In this multi-identity universe the artists is in a middle-position between reality and the signs but lay themselves open to visualize and decode these structures that she lives in or is a part of. She enters the new situation and becomes a part of it, a sign of it – just like Warhol became a machine, she becomes a transformer of identity.
The use of new imaging technologies and intimate themes combined with performative narration in the three artist’s aesthetic strategies creates micro narratives that take the spectator behind the screen. Emin does it with her intimacy producing effects as we enter in dialogue with her real life experiences and thereby letting us into what can be perceived as something behind her constructed self, a true auteur behind the work. Kalsmose does it by never leaving her work- and artist-body but documenting that it is really her own life behind the screen. As opposed to the others Nikki S. Lee is the one that draws our attention to the existence of that screen and how it works by showing us that what we perceive as real is only constructions.
The most important thing about the art of all three artists in this project is not what we find in the depth of each single art piece. Their work becomes truly interesting and authentic when we recognize their personal identity behind the work and connects us to the self biographical aspects of the narratives they build in their intersubjectivity - the narrative they produce about themselves as representatives of other selves in our times.

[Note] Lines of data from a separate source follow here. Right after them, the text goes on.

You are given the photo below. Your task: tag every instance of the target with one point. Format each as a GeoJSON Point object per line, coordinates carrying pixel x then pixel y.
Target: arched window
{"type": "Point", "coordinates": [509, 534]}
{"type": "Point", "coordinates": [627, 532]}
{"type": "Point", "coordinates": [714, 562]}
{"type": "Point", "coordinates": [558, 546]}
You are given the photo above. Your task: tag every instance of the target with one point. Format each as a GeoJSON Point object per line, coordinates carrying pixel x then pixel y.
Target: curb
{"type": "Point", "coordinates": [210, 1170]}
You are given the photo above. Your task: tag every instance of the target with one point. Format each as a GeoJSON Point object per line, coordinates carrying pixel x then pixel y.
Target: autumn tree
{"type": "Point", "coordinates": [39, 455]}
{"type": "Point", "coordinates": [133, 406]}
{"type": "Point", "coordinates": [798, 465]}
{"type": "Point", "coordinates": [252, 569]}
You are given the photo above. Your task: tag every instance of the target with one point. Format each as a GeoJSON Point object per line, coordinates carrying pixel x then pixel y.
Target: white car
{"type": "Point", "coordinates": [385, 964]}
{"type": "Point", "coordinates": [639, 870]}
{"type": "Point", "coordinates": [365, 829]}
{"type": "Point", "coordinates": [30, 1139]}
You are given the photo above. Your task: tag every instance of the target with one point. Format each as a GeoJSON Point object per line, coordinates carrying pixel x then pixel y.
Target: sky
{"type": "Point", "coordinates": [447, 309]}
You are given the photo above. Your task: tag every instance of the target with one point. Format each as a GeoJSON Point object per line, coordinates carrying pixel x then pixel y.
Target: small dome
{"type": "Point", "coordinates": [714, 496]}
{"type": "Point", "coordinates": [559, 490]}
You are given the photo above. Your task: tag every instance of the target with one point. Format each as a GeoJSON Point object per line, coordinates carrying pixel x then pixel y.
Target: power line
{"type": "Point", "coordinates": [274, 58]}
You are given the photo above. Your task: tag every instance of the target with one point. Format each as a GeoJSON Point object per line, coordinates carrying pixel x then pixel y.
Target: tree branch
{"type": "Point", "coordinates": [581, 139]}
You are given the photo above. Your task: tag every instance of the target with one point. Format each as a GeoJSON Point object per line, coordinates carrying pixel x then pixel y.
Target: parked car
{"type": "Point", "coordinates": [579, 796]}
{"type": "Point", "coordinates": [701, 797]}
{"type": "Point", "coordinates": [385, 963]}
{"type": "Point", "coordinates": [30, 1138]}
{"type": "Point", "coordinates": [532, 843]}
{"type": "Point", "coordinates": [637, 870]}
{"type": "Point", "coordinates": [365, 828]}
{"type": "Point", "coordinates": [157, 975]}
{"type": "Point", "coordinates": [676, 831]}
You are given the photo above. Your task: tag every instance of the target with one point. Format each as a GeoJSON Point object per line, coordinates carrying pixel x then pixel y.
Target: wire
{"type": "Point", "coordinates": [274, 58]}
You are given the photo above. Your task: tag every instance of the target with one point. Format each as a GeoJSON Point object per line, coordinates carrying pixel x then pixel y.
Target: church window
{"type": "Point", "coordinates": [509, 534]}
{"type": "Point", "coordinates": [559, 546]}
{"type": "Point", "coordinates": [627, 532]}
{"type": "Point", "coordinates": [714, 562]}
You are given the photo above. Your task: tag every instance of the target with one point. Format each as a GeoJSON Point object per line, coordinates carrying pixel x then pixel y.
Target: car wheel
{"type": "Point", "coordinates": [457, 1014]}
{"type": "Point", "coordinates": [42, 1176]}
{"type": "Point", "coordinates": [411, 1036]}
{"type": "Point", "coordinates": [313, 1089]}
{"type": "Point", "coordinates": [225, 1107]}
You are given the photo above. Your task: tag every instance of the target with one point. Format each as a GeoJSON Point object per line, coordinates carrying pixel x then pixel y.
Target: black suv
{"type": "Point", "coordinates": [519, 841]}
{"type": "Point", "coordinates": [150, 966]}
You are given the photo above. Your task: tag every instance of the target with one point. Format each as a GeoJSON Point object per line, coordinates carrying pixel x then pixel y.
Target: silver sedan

As proposed during this project, and backed by relevant theoreticians, it seems that the postmodern situation has us all occupied with understanding ourselves in relation to others and our surroundings.
Tracey Emin, Nikki S. Lee and Mille Kalsmose are demonstrating and visualising the complexity of the time we live in and propose possible universes for action like the mapping of our past, our experiences, events and relations as strategies for the split subject. While Emin's only explicit answer to her feeling of dissolution is to express herself, Nikki S. Lee and Mille Kalsmose suggest more action-oriented ways and investigate the nature, possibilities and potential that a fluid concept of identity offers. To explore the opportunities of the postmodern and mediated world of multiply identities, imply consciousness and the ability to communicate. These are qualities that at least these three artists hold and from their unique position in society they are able to work with personal identity within a complex reality from another angle and not only make visible the features of our time, but also offer new models of possible universes. This seems highly relevant.